From the performance of Twitter data tabulated in Table 6, it is clearly seen that the word embedding 3-gram based model gives less score than other models. An increase of 20% can be observed for en and ne tags when using character-based embedding and almost 10% for hi tag. When analyzed, it was found that hi and acro tags were confused by the system when using word embedding based 3-gram model. This was solved when the size of the n-gram was increased to 5-gram. It can also be seen that the scores are slightly increase when the context information is included.
Table 7, holds tagwise accuracy for Whatsapp data. It can be observed from the table that same scores are obtained for ne and univ tags in the case of character embedding while the score decreases when using word embedding. For all the tags, the scores are less when compared to the Facebook and Twitter data. This is due to the fact that the average number of tokens per comment is very less than Facebook and Twitter (see Table 1). So the system needs more context information to identify the language. That is why the 5-gram embedding gives a better result than 1-gram and 3-gram for both character and word embedding techniques.
Fig. 4, shows a confusion matrix generated for Whatsapp dataset with 5-gram based embedding features. From the figure, it can be seen that for ’en’ tag, the word-based method is better than the character-based embedding method while for ’hi’ tags more words were identified with character-based embedding method.
The character-based technique with 5-gram embedding features delivered better accuracy than the other models except for Twitter dataset.

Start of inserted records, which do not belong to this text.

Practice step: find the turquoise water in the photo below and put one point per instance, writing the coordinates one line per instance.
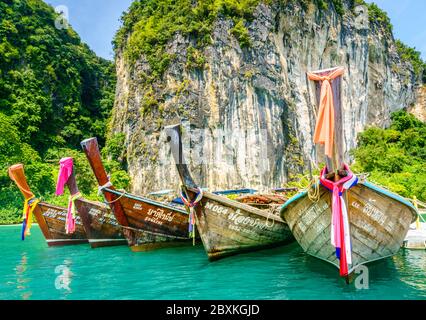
(30, 270)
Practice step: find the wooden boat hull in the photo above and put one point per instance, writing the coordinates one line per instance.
(100, 224)
(51, 220)
(228, 227)
(151, 224)
(378, 222)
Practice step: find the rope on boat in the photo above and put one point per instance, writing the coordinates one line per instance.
(191, 205)
(123, 193)
(267, 220)
(107, 185)
(101, 188)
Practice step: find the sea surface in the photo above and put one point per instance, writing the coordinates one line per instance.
(31, 270)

This may be due to the fact that most of the data used for embedding is Twitter thereby obtaining precise word representation when using 5-gram word-based embedding methodology. So, if sufficient amount of data is available for any social media platform, then the word-based embedding technique would be the effective methodology.
A graphical representation of accuracies obtained for Facebook, Twitter and Whatsapp data with character-based embedding model is shown in Fig. 5. From the graph it can be seen that, the ’univ’ tag holds maximum accuracy for all 3 social media text while the ’ne’ tag holds minimum accuracy. When comparing ’hi’ and ’en’, the former shows better accuracy than the latter.

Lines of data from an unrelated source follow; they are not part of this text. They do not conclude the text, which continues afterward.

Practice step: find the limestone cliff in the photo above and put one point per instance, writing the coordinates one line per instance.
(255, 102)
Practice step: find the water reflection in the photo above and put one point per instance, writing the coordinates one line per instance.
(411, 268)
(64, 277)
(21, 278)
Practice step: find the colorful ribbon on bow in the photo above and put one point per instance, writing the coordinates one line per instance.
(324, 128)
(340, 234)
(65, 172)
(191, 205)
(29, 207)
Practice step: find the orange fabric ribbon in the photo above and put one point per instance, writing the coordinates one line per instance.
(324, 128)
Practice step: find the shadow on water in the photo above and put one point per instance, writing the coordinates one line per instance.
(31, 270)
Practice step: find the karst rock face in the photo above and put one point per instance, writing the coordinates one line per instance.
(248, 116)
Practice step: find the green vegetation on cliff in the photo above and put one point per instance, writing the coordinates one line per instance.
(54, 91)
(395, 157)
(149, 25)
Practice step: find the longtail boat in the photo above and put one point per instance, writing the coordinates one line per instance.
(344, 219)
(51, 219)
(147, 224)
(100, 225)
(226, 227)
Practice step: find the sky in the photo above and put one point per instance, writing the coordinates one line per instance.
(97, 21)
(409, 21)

6 Conclusion and Future Work
The main objective of the system is to identify the language of the given data. Since code-mixed data is the popular trend among the users of social media platforms like Facebook, and Twitter, identifying language from them becomes the primary task of many NLP applications. For this work, a Hindi-English code-mixed dataset of Facebook, Twitter, and Whatsapp was used for developing the language identification system. Word-based and character-based 3-gram and 5-gram embedding vectors are used as features and a machine learning based SVM classifier is used for training and testing. The predicted labels obtained from the four models for each of the datasets were compared with the gold-standard dataset. The system was evaluated by performance metrics, Precision, Recall and F-measure. From the work, it was inferred that character-based 5-gram embedding system produced better results for Facebook and Whatsapp code-mixed data while for Twitter dataset, the word-based approach was effective. It was analyzed that, word-based embedding system will be sufficient if the sufficient embedding data is available from that particular social media platform.

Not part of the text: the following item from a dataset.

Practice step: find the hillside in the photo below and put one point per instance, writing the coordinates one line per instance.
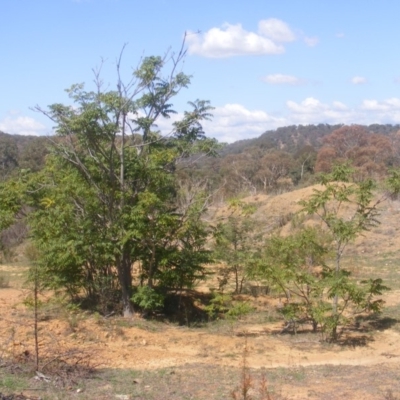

The work on Language Identification for Hindi-English code-mixed data can be extended by using more unsupervised data. In future, the work can be done for code-mixed datasets of other languages like Malayalam-English and Tamil-English with varying the n-gram size. Deep-Learning techniques like Recurrent Neural Networks (RNN) based approaches can be used along with the character embedding features.